Moscow to open Russia's airspace for flights bypassing Belarus
Russian authorities decided not to continue the air war with the EU after European airlines began to fly around Belarus in response to the forced landing of a Ryanair flight in Minsk.
On Thursday evening, Russian Federal Air Transport Agency, Rosaviation, convened for an emergency meeting to discuss how to deal with European flights requesting permission to enter the Russian airspace.
A Vienna-Moscow Austrian Airlines flight and a Paris-Moscow Air France flight were denied entry into the Russian airspace after the airlines changed their itineraries and requested new routes.
"The Russian side will give permissions for European flights using alternative routes", a source close to the Russian Ministry of Transport told RBC news agency. According to him, one of the cancelled flights from Vienna to Moscow has already received a go-ahead.

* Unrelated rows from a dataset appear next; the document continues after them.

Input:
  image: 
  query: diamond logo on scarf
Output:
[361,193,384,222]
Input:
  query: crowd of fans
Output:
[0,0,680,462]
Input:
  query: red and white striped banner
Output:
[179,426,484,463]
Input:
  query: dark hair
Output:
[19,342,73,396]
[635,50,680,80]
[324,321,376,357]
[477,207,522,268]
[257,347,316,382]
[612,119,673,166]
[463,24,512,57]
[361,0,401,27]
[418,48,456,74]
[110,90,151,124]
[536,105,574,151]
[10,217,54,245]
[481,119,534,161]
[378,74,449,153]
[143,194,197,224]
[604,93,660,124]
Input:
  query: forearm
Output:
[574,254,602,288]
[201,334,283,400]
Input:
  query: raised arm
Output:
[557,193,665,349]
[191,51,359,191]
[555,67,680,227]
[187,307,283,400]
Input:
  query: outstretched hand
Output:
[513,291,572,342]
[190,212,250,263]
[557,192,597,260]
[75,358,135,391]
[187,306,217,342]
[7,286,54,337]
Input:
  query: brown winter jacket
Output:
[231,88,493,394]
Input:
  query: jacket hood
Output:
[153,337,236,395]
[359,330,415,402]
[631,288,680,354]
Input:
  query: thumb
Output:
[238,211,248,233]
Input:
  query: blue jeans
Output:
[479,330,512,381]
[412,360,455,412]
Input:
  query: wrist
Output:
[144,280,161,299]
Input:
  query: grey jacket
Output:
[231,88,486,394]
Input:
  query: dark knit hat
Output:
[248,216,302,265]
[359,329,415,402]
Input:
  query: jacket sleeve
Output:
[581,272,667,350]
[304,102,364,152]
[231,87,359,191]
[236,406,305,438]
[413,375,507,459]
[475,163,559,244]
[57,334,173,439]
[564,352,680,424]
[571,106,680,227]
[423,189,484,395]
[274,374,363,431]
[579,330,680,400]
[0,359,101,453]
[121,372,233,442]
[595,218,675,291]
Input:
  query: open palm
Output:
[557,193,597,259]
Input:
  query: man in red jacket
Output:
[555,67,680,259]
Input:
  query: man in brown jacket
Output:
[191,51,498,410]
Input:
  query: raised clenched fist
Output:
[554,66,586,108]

Rosaviation, meanwhile, issued an official notice warning the European carriers not wait for a quick fix for the situation.
"When changing previously approved routes from/to European destinations in/through Russian airspace, we should take into account the possible increase in the time it will take to implement procedures for obtaining permission to fly and transit Russian airspace," Interfax quoted Rosaviation's statement.
According to Rosaviation, the delays in issuing permits are due to “an increase in the total number of requests from airlines."
The same explanation was repeated at a Friday briefing by Russian presidential spokesman Dmitry Peskov. "When airlines flying around Belarus are asking for a permission to fly to different, uncoordinated points, there are technical problems," he said, adding that glitches in this case are "inevitable."
Sources of The Bell news agency in the airline industry do not believe in the Kremlin’s official version. Under normal conditions obtaining a permission for a new route is never delayed by even a day, says one of them.
Restrictions on entry into Russian airspace are a political decision, the source of the newspaper believes.
One of the interlocutors pointed out to another cancellation, Aeroflot flight to Vilnius, scheduled for June 28. The route of the flight always passed over the territory of Belarus. On May 24, Lithuania announced that it would not accept planes crossing Belarusian airspace. Aeroflot did not change its route, but instead cancelled the flight, The Bell reports.